If we see behind every commodity the process that brings it into the world and eventually the waste stream, Leonard believes, we might work together to create a more just, sustainable product cycle instead of mindlessly adding to our possessions. “I traveled 40 countries around the word where our stuff is made, visiting factories and garbage dumps. Now when I pick up objects I flash their life cycle” — resource extraction followed by production, distribution, consumption, and disposal. This simple five-chapter story is the heart of her book, which expands on a 20-minute Internet film she made in 2007 that has been watched by more than 10 million viewers around the world, including students in school and college classrooms across the U.S.

Glenn Beck has called Leonard’s film a hateful form of capitalism-destroying indoctrination that should be banned from schools. The Missoula school board apparently agreed when it formally sided with a parent who called the documentary too biased for high school students. A four-part critique posted on YouTube and at America’s Right a conservative political website, attacks almost every statistic cited in the film and rants at length about its partisanship. But hostile fulminations against Leonard run the risk of looking a little paranoid. If she gets under your skin, it’s in the nicest possible way.

Leonard is a cheerful, non-scolding Cassandra, smiling and scrubbed, shiny hair in a ponytail. In the film, her can-do commentary on the perky cartoons showing the march of “stuff” from its hapless natural cradles through “manufactured demand” to vast graveyards visible from outer space makes you feel almost glad the world needs you to help keep it from being trashed. At her Town Hall lectern she described how in college 25 years ago she started digging into the piles of garbage bags that lined the New York City sidewalks and that disappeared by the end of the day. “What were they hiding?” she laughed. “I found out there's a reason they make those bags black.
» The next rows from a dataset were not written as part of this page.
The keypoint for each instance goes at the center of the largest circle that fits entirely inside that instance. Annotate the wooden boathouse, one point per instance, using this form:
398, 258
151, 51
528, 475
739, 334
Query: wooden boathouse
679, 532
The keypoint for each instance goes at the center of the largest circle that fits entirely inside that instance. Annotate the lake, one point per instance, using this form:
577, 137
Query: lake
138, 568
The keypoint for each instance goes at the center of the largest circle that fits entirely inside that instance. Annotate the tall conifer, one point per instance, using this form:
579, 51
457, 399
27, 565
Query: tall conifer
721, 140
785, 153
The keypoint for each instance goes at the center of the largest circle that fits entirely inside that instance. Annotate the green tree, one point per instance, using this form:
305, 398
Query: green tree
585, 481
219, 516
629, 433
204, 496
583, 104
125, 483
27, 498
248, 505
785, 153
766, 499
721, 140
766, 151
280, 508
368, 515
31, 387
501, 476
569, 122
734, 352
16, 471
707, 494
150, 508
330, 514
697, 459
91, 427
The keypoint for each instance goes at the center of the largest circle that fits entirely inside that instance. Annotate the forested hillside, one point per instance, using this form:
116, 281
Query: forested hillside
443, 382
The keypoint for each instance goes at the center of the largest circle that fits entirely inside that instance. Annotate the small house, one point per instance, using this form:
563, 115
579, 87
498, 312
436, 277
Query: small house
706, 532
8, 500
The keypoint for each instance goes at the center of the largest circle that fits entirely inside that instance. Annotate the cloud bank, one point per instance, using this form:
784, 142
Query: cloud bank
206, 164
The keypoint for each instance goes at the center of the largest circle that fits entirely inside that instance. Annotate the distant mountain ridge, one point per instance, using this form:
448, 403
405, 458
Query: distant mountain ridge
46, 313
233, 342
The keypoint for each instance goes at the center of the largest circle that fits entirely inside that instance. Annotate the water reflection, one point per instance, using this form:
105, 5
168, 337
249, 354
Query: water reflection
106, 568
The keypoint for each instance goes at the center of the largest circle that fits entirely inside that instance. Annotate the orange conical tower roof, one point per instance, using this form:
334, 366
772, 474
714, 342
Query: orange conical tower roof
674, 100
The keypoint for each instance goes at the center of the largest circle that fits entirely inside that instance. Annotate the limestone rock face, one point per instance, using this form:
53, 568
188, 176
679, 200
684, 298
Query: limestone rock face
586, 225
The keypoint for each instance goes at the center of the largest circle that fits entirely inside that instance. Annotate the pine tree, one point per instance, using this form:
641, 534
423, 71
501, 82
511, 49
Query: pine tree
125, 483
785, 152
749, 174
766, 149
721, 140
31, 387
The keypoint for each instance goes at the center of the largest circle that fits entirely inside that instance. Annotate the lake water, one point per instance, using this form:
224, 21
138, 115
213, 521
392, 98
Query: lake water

Waste is a verb, not a noun.”

But two decades of poking through rubbish and globetrotting from American clearcuts to garment factories in Haiti to dumps in Black townships under apartheid taught Leonard that the problems of pollution and runaway consumption can’t be solved through individual lifestyle changes. “We have a consumer part of us that is spoken to and validated every day,” she said. “So when we face a problem we routinely think of a way to shop ourselves out of it” — for example, by purchasing bottled water instead of banding together to fight for clean water from public systems. “Our consumer muscle has taken over; our citizen muscle has atrophied. We know our personal latte styles, but we don't know who our city council members are. We need to rebuild our citizen muscles.”

Organizing to create a new story of stuff together will bring us more joy in life, said Leonard, citing recent happiness studies. “If our stuff truly made us happy, we might say, ‘What the hell, let's go down in flames, what a party!’ But across income brackets, across countries, what makes us happy is the quality of our social relations, a sense of meaning and purpose beyond the self, and coming together with others to get something done. So I'm not saying ‘We should give up everything and be martyrs for the planet and life will suck.’ What we most need to do is also what will make us happy.”

Leonard kept today’s challenges to workers, jobs, and communities, not just to environmental health, before her Town Hall audience. Representatives from Teamsters Local Union #174 were sitting at a side table with flyers about the current conflict between Waste Management and sanitation truck drivers. “What we throw away doesn't disappear,” said Leonard. “Real men and women deal with the discards of our everyday life, in work more dangerous than what firefighters or police do. They are asking for basic safety, health, and decency, so let's take care of them the way they take care of us. If there’s a strike” — and a strike now looms — “let’s get their backs.”

For related reasons Leonard made a second request: “Please buy my book from a local independent bookstore. It will cost you $8 more than online, but this means more local jobs, which means a safer, healthier community with more visiting speakers and places to gather where you can hear them and talk about these things.” And, she might have added, be a lot happier as a result.